The initiation of lipid peroxidation in the unsaturated fatty
acids of the cellular membranes may be accomplished by free
radicals such as hydroxyl or by singlet oxygen. It appears
possible that, in vivo, hydroxyl radicals might be produced from
superoxide in a Haber-Weiss type reaction (McCord, 1979).
Once the peroxidation reactions are initiated, a rapid deteriorative chain reaction will follow, possibly involving the reaction
of lipid peroxides with superoxide to produce hydroxyl radicals
(Peters & Foote, 1976)and also the generation of singlet oxygen
from lipid peroxides (Svingen et al., 1978).
Approx. 50% of all herbicides operate by inhibiting photosynthetic electron transport. These range from the ureas discovered in the 1950s (Wessels & Van der Veen, 1956) through
the S-triazines, uracils, triazinones, hydroxybenzonitriles,
pyridazinones to the acylanilides. In general there appears to be
one major site of action, a protein component located on the
outside of the thylakoid in the vicinity of Q, the quencher
of Photosystem 11, although the specific points of interaction
may vary from one herbicide group to another (Pfister &
Arntzen, 1979). The result of an inhibition of electron flow
is that CO, fixation will cease and plant starvation will follow.
However, many investigators have shown that the appearance
of phytotoxic symptoms is promoted by increased light intensity
(Ashton, 1965; Van Oorschot & van Leeuwen, 1974; Pallett
& Dodge, 1980). In addition, chlorophyll bleaching is retarded
when monuron- and ioxynil-treated leaves are incubated under
argon (Pallett & Dodge, 1980).
In a normal photosynthesizing plant, excitation energy
absorbed by the chloroplast pigments is utilized to drive electron
transport. When there is an excess of light energy, singlet
chlorophyll undergoes intersystem crossing to the longer-lived
triplet state, but the energy may be harmlessly dissipated by the
carotenoids. When electron transport is prevented by an
inhibitor herbicide, this protective device is overloaded and
gradually destroyed (Pallett & Dodge, 1980). Triplet chlorophyll
may induce cellular damage by type-I reactions in which electron
or hydrogen abstraction is induced from susceptible molecules
such as unsaturated fatty acids to yield lipid free radicals. In the
presence of oxygen, lipid peroxides are formed and general
membrane destruction will continue with the production of
secondary products such as ethane (Pallett & Dodge, 1980). In
addition to the type-I reactions, type-I1 reactions may occur as
the triplet chlorophyll interacts with triplet oxygen to generate
singlet oxygen. This, among other reactions, is capable of
initiating lipid peroxidation in unsaturated fatty acids of
membranes (Rawls and Van Santen, 1970). Experiments have
shown that the non-specific singlet-oxygen quencher DABCO
(diazobicyclo[2.2.2.loctane) restrained the action of the
herbicide monuron (Youngman et al., 1980).

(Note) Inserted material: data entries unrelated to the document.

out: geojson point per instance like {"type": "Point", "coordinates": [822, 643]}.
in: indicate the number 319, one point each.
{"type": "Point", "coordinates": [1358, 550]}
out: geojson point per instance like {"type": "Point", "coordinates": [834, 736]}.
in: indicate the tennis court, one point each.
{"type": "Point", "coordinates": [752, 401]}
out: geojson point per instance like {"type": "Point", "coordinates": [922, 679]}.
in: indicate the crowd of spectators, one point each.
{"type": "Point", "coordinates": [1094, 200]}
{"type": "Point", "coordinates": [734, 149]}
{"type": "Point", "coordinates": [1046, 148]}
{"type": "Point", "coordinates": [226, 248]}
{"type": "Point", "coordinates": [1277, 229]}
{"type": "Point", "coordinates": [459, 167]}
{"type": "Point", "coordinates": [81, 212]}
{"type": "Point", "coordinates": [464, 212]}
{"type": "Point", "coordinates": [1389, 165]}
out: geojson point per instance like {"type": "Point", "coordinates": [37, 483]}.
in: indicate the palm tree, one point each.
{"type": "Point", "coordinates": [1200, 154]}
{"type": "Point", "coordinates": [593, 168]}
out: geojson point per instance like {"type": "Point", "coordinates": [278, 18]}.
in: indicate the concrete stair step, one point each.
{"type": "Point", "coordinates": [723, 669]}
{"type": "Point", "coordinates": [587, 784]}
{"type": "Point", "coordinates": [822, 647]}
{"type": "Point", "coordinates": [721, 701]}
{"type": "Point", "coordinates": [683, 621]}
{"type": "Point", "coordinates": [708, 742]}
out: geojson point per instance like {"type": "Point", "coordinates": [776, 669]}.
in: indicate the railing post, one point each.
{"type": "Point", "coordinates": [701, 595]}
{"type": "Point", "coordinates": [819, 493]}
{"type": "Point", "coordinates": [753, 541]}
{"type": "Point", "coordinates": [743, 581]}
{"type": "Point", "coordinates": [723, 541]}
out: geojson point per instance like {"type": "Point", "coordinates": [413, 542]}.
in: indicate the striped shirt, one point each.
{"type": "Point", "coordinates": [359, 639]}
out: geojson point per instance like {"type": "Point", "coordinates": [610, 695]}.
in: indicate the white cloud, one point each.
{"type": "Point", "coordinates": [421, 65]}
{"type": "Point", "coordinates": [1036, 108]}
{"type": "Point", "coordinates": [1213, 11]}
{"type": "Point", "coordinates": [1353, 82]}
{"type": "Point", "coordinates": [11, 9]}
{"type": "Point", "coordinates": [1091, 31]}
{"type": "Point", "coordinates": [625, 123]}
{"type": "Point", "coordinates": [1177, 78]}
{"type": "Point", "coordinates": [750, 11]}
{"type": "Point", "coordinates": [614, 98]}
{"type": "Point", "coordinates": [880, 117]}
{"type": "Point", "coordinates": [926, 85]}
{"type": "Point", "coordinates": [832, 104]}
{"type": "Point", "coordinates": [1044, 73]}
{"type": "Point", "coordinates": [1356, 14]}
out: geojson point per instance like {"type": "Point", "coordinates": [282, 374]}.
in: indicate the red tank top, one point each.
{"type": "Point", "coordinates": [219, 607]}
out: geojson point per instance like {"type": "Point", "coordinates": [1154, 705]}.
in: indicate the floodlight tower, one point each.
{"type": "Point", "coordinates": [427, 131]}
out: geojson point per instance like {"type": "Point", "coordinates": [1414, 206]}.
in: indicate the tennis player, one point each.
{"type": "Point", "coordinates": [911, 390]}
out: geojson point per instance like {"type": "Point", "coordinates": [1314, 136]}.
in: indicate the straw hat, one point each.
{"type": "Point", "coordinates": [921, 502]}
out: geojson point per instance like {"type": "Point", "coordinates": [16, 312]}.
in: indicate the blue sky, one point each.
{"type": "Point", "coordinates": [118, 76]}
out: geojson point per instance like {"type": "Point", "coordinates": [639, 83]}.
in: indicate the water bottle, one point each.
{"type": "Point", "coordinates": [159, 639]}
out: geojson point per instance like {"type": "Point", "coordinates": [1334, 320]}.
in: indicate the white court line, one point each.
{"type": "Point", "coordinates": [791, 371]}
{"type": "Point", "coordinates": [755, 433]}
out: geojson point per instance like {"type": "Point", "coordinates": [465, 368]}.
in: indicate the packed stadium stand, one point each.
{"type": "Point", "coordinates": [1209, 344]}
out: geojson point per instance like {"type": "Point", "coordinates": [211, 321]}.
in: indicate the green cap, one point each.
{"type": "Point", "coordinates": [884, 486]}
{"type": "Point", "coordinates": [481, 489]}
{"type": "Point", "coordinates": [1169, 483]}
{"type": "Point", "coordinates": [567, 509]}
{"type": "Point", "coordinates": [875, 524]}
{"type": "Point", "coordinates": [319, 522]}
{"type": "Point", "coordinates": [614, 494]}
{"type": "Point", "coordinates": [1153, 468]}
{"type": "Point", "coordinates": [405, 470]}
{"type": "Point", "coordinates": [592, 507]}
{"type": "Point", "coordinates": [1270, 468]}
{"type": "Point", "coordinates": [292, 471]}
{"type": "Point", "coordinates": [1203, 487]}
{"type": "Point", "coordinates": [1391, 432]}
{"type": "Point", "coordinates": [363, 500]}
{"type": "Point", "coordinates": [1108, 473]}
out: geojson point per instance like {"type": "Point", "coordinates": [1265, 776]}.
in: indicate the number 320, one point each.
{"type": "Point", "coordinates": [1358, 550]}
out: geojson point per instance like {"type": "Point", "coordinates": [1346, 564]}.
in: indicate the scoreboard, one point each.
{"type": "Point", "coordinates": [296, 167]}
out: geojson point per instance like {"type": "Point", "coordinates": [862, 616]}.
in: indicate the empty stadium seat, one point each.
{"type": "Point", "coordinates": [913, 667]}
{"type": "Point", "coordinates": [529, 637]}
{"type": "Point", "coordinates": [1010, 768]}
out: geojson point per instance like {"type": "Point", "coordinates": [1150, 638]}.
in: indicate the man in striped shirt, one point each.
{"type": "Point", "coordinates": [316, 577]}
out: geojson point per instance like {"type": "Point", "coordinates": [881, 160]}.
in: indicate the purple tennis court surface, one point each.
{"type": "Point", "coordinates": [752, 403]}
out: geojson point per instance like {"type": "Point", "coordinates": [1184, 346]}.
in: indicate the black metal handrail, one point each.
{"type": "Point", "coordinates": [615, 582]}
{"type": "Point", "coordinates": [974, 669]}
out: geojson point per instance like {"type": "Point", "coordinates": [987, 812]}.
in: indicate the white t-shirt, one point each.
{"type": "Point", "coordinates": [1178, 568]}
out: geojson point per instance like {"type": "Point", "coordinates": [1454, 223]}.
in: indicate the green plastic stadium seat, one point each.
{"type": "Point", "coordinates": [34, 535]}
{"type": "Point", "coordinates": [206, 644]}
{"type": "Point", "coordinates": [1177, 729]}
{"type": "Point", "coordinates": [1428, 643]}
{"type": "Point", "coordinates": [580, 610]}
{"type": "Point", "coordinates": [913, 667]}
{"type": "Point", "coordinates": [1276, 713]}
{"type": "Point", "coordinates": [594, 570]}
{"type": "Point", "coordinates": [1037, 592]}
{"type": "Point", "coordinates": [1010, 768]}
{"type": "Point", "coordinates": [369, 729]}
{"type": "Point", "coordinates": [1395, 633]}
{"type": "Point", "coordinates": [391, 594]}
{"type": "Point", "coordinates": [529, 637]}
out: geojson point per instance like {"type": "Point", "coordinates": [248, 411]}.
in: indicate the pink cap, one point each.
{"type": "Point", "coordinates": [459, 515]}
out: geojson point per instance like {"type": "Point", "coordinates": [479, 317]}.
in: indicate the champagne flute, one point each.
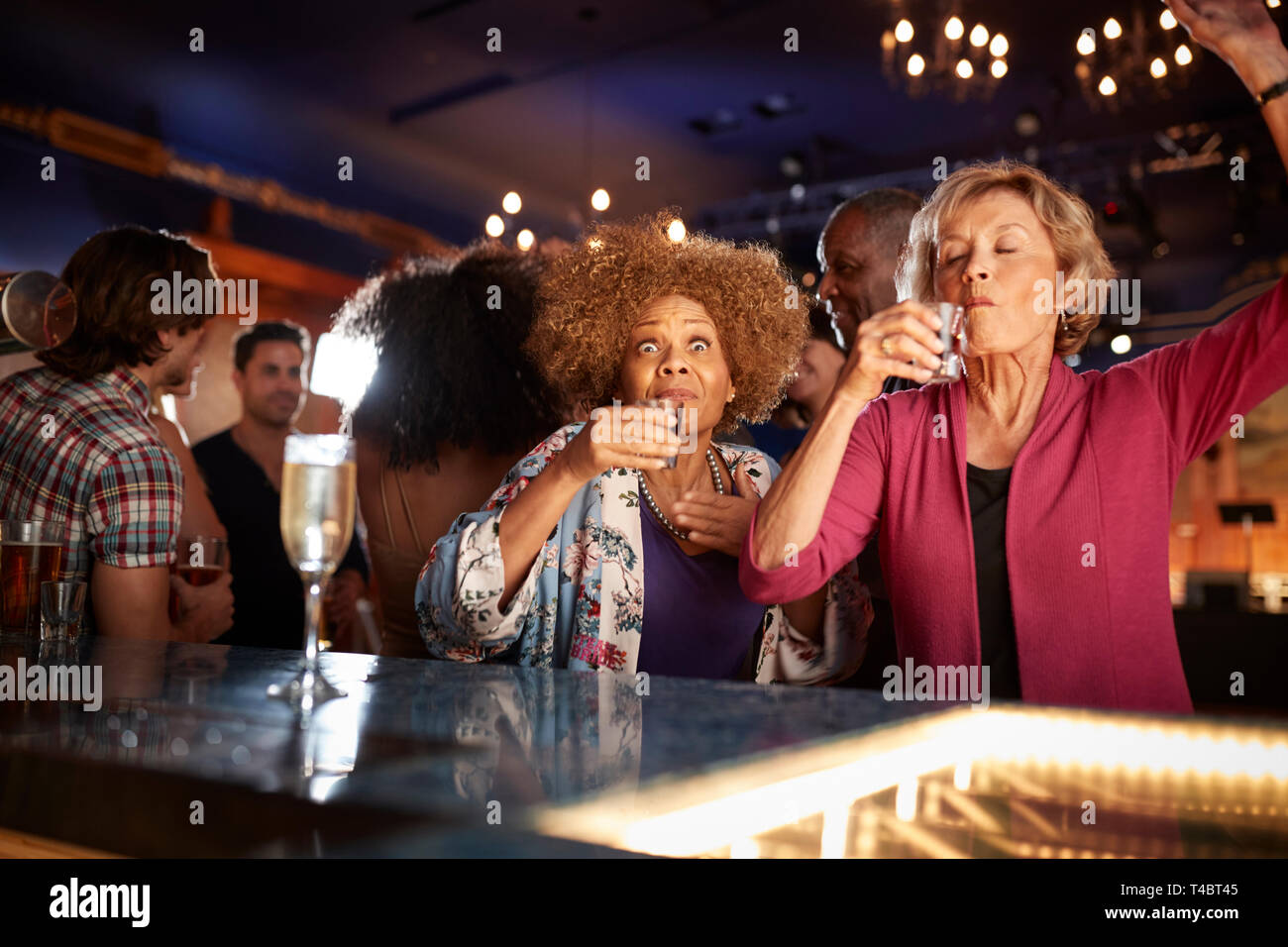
{"type": "Point", "coordinates": [318, 499]}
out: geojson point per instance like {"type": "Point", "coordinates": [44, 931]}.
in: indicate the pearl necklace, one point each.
{"type": "Point", "coordinates": [661, 517]}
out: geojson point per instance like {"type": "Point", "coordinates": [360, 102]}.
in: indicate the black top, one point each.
{"type": "Point", "coordinates": [987, 492]}
{"type": "Point", "coordinates": [268, 594]}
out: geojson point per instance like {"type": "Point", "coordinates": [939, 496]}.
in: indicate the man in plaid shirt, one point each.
{"type": "Point", "coordinates": [76, 445]}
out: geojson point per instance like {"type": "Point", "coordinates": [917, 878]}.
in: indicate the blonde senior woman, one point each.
{"type": "Point", "coordinates": [593, 554]}
{"type": "Point", "coordinates": [1022, 512]}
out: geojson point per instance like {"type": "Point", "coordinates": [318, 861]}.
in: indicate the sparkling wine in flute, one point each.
{"type": "Point", "coordinates": [320, 483]}
{"type": "Point", "coordinates": [317, 514]}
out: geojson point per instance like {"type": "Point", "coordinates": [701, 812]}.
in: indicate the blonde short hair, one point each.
{"type": "Point", "coordinates": [1067, 218]}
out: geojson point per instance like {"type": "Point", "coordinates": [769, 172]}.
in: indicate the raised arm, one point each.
{"type": "Point", "coordinates": [823, 509]}
{"type": "Point", "coordinates": [1232, 368]}
{"type": "Point", "coordinates": [1247, 39]}
{"type": "Point", "coordinates": [901, 342]}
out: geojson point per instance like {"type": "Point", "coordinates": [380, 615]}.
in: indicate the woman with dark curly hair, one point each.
{"type": "Point", "coordinates": [452, 405]}
{"type": "Point", "coordinates": [593, 553]}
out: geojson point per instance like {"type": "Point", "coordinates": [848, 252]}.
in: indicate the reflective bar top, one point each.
{"type": "Point", "coordinates": [460, 750]}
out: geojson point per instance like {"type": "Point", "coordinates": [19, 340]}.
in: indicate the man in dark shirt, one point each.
{"type": "Point", "coordinates": [243, 468]}
{"type": "Point", "coordinates": [857, 253]}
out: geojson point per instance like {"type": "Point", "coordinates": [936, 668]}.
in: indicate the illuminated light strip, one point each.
{"type": "Point", "coordinates": [743, 799]}
{"type": "Point", "coordinates": [702, 827]}
{"type": "Point", "coordinates": [918, 836]}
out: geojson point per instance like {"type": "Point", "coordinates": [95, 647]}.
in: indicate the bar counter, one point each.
{"type": "Point", "coordinates": [187, 757]}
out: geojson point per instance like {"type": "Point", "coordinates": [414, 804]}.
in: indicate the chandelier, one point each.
{"type": "Point", "coordinates": [945, 52]}
{"type": "Point", "coordinates": [1146, 60]}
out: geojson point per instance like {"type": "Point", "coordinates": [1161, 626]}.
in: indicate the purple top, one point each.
{"type": "Point", "coordinates": [677, 638]}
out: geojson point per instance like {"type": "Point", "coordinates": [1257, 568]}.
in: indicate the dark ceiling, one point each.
{"type": "Point", "coordinates": [439, 128]}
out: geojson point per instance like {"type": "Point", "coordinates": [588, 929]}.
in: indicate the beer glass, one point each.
{"type": "Point", "coordinates": [952, 334]}
{"type": "Point", "coordinates": [31, 552]}
{"type": "Point", "coordinates": [318, 499]}
{"type": "Point", "coordinates": [200, 561]}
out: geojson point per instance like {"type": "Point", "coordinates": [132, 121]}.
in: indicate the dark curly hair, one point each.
{"type": "Point", "coordinates": [111, 275]}
{"type": "Point", "coordinates": [592, 295]}
{"type": "Point", "coordinates": [449, 333]}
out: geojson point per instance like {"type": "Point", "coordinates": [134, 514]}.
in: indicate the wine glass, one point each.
{"type": "Point", "coordinates": [318, 499]}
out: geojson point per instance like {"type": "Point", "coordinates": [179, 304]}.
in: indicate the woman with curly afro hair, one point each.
{"type": "Point", "coordinates": [613, 545]}
{"type": "Point", "coordinates": [452, 405]}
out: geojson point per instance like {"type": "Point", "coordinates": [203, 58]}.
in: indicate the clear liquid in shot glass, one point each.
{"type": "Point", "coordinates": [952, 334]}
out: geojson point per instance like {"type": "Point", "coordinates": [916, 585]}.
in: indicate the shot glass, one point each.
{"type": "Point", "coordinates": [675, 408]}
{"type": "Point", "coordinates": [952, 334]}
{"type": "Point", "coordinates": [62, 605]}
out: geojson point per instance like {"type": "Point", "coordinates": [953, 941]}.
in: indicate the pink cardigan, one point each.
{"type": "Point", "coordinates": [1095, 476]}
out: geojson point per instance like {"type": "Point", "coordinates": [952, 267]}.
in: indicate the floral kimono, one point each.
{"type": "Point", "coordinates": [581, 604]}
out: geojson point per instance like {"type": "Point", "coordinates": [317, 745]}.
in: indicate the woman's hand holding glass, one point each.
{"type": "Point", "coordinates": [902, 341]}
{"type": "Point", "coordinates": [622, 436]}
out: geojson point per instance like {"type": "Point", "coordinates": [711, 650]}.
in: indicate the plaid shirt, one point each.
{"type": "Point", "coordinates": [85, 454]}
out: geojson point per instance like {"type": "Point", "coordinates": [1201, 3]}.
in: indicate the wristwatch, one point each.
{"type": "Point", "coordinates": [1273, 91]}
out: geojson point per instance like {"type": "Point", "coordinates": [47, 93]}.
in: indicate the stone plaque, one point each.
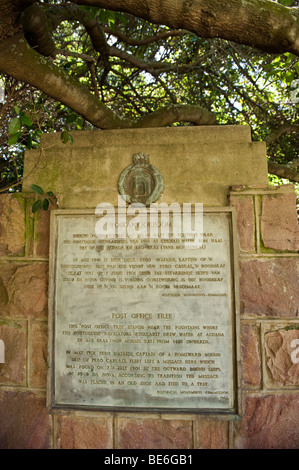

Van Oorschot (1974) has likened the damage caused by
photosynthetic-inhibitor herbicides to that initiated when leaves
are incubated in the absence of CO,. Isolated chloroplast
incubated in the absence of an electron acceptor provide a useful
analogous system to this. Recent experiments have shown that
the breakdown of chlorophyll and linolenic acid, and the
production of both ethane and malonaldehyde in pea chloroplasts is retarded under nitrogen or when maintained in darkness
(Percival & Dodge, 1982). Furthermore, the non-specific singlet
oxygen quenchers DABCO and crocin retard the breakdown,
but on the other hand, the singlet-oxygen generator Rose
Bengal, immobilized on Sepharose, leads to enhanced
breakdown.
The role of carotenoids in protecting the photosynthetic
apparatus from excess excitation energy has already been
mentioned, and carotenoidless mutants are particularly susceptible to photo-oxidation (Anderson & Robertson, 1960). In these
experiments, chlorophyll destruction was decreased when the
mutants were illuminated under nitrogen. When normal photosynthesizing organisms are incubated under very high light
conditions, photo-oxidation is limited by the removal of oxygen
(Sironval & Kandler, 1958;Van Hasselt, 1972). In recent years
a number of herbicides and experimental herbicides have been
developed which have the inhibition of carotenoid biosynthesis as
a major site of action. These include the substituted pyridazinone
herbicides norflurazon and metflurazon, difunone, dichlormate
and aminotriazole. Although all of these herbicides appear to
have additional sites of action (Ridley, 1982), the major site is
on the desaturation reactions between phytoene and lycopene.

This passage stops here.